Once we were able to build confidence in our loss ratio projections using our machine learning approach, we began chipping away at our backlog of tech debt. This process was accelerated by the hiring of Andy Mahdavi as our Chief Data Scientist in the fall of 2017. Coming from a leadership role at Capital One, where he directed mature data science teams, Andy vastly improved our prioritization of infrastructure improvements.

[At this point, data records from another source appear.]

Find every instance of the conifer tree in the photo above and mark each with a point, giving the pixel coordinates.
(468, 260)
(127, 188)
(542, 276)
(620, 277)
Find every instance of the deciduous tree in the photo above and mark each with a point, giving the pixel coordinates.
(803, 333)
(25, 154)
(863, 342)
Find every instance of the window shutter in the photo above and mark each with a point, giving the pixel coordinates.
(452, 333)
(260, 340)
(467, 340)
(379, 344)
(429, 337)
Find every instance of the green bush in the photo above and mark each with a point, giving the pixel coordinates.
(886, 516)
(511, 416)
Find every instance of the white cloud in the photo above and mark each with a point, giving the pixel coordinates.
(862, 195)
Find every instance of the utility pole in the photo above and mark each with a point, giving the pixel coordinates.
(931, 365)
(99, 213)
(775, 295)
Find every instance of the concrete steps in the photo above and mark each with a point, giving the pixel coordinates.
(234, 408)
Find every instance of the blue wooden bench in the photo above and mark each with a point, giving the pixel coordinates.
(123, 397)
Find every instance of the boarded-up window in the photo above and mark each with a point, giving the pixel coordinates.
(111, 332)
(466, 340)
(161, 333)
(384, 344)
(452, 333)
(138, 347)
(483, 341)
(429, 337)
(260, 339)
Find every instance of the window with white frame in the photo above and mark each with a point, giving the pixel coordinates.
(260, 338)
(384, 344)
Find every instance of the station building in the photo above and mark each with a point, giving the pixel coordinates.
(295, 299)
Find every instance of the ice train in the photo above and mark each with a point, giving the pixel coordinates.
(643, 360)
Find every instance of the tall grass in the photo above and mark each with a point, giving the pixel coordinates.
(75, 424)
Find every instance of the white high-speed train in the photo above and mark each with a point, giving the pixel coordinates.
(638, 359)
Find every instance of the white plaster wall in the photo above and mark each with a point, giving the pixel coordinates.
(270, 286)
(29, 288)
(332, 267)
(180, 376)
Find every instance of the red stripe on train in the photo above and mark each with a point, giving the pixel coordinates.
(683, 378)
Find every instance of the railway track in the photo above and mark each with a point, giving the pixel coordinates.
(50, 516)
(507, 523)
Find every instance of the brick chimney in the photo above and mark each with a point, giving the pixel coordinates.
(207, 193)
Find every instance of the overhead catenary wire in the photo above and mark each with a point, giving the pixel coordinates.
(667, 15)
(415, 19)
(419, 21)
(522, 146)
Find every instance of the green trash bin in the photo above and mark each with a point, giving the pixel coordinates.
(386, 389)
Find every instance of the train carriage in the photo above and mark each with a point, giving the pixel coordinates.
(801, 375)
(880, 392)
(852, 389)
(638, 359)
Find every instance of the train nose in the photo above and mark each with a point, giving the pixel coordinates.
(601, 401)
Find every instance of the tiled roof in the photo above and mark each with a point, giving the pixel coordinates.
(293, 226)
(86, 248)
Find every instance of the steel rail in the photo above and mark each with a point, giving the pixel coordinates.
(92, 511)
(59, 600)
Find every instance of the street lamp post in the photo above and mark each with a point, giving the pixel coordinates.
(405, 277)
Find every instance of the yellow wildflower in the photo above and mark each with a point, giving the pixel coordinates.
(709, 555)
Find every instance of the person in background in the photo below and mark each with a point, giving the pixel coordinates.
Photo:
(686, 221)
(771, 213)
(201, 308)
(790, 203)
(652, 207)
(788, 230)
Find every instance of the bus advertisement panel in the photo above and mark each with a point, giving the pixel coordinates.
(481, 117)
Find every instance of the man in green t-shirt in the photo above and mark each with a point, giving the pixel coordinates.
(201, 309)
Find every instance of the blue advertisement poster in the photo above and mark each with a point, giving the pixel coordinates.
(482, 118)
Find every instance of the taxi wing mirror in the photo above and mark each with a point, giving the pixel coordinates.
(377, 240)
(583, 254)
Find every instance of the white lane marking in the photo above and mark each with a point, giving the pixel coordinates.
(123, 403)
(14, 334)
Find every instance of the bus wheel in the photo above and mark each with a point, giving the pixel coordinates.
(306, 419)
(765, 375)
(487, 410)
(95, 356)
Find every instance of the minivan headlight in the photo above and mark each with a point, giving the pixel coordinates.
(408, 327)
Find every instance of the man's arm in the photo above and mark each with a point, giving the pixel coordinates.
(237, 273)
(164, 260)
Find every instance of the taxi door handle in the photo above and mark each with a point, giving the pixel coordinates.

The functionality we tackled first included:

  • versioned feature engineering tables
  • configuration files that orchestrate model training scripts
  • GitHub branches that preserve deployed model iterations
  • automatically publishing visualizations of model performance

Allen and I had survived our initiation into data science and were off to the races towards delivering the first ever title commitment created with the assistance of machine learning models in February 2018.

Moving forward with confidence

That first year built so much clarity around what becoming a better data scientist feels like. As we embark into 2020 and beyond, our data team has ambitious goals – including my role in developing an expansive suite of natural language processing (NLP) models. I’ve never implemented a production-grade NLP model. Instead of being stressed or daunted by this situation, I know that the right mindset, level of effort, and talented coworkers will enable us to overcome the challenges that lie ahead… so I might as well enjoy the process.